Right as she is about to leave for her flight in order to attend her first year at film school, her father decides to cancel her tickets and drive the family across the country to drop her off.
Based on this setup, it is pretty easy to tell where the story is going. The movie was pretty predictable and while it does try to make up for this with its ‘personality’, it wasn’t enough to hide the fact that this was a really average movie. The story was really the least spectacular thing about this film, but I don’t think it was trying to deceive anyone either as they laid out what was going to happen pretty clearly in the film itself.
Even so, so many of the movie’s minor plot points were also predictable, which made this film drag a lot. Even the characters were very stereotypical with the whole ‘pro tools, ‘anti-tech’ dad and the ‘nobody understands me’ oddball teen. It made it hard for me to be invested in their relationship at all as their interactions felt so familiar (not in a good way).
There were just so many overused tropes, it was kind of unbearable at times. I was also very deterred by the mom character, whose entire personality revolved around the fact that she was a mom. They even used the age-old trope of how all moms have this secret or hidden ‘mom’ power that activates whenever her kids are in danger.
I feel like this movie should have been a little more progressive in that regard, especially since they did so well with LGBTQ inclusion. This is actually one of the only movies that manages to have a gay main character and which doesn’t make their sexuality a focal point of the movie.

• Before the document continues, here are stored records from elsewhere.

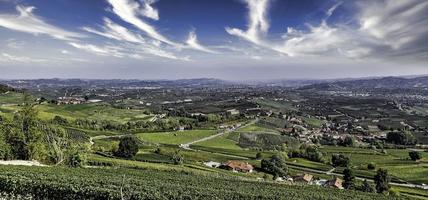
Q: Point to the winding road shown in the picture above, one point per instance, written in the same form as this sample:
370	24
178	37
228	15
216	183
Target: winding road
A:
228	130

Instead, Katie is subtly shown to be gay through various background details sprinkled all over the film, and nothing comes of it; it is just normal. This film also didn’t add in an unnecessary romance which was nice. One of the biggest things you understand from this movie (especially in the beginning) is that it is not afraid of being cringy.
While I do appreciate the effort, it was really very cheesy and at times, very cringy. They had a lot of these drawn-in style animations, mimicking Katie’s film style, but it was really hard to take seriously as it didn’t really fit with the animated style of the movie. It was hard to get used to and honestly, I don’t think I even got used to them, I think they just started happening less frequently as the movie went on.

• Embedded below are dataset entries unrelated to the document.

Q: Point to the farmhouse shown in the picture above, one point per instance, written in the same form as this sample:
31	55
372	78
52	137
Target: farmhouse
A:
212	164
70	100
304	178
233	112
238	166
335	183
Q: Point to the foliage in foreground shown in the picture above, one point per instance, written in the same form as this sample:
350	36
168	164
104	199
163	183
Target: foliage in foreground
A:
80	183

Moreover, most movies have established that they really don’t understand the internet or meme culture, and this movie is really no exception. All the internet references felt really outdated and made it feel like the director was trying really hard to make this movie feel ‘modern’ or ‘relevant’ Towards the middle of the movie, I started to get into the movie and it felt like everything had clicked; the jokes were making me laugh, I was excited to see what was going to happen next; but this didn’t last for very long, as it quickly got back into the predictable tropes that reminded me of all its previous cinema sins.
However, I do have to give kudos to the overall optimistic and welcoming attitude the movie gave off, as it was a little infectious. I really didn’t think the movie was that great, but I wanted to give this film the benefit of the doubt when making my judgements by the end of it because it just made me feel optimistic and positive.

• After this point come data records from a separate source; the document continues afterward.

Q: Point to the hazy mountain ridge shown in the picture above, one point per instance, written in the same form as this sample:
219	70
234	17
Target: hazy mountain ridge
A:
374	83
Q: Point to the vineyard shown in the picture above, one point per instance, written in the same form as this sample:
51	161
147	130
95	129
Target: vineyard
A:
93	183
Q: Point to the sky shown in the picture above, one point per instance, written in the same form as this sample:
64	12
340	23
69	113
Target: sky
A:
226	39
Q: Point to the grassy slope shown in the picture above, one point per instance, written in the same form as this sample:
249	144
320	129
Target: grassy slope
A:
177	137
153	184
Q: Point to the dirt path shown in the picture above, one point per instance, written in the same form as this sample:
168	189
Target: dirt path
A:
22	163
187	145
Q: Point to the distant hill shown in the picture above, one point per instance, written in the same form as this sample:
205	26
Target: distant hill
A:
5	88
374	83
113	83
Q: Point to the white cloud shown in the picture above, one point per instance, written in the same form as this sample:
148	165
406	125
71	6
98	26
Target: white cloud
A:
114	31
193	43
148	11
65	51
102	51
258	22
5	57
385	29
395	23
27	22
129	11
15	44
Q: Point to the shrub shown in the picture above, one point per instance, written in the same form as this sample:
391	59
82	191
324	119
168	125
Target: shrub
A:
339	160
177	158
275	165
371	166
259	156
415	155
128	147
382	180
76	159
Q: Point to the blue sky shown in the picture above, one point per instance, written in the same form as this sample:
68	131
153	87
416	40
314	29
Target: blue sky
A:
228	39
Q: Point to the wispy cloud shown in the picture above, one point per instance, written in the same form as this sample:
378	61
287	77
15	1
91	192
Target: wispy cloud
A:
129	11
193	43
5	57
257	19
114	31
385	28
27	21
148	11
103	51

Nevertheless, when I recognised this, it was easy to notice that not much else was done that well. The animation was definitely different. It didn’t feel like a Disney/Pixar movie that has this odd cleanness to it, which was refreshing, but it was nowhere on the level of Spiderman: Into the Spiderverse, which was done by the same team. Overall, this movie really wasn’t anything spectacular and really is undeserving of the acclaim it is currently getting.
I understand the movie’s entire message is to embrace the weirdo or embrace the cringe, but this embrace got uncomfortably long. The movie has a great attitude about it though, so I feel like it would understand my criticism and deal with it with great face. So, however wholesome this movie is, it is still pretty average. I didn’t really see this movie so much as a comedy but rather as a good updated family movie. So if you aren’t watching this with your kids or if you aren’t a kid, you can probably skip this.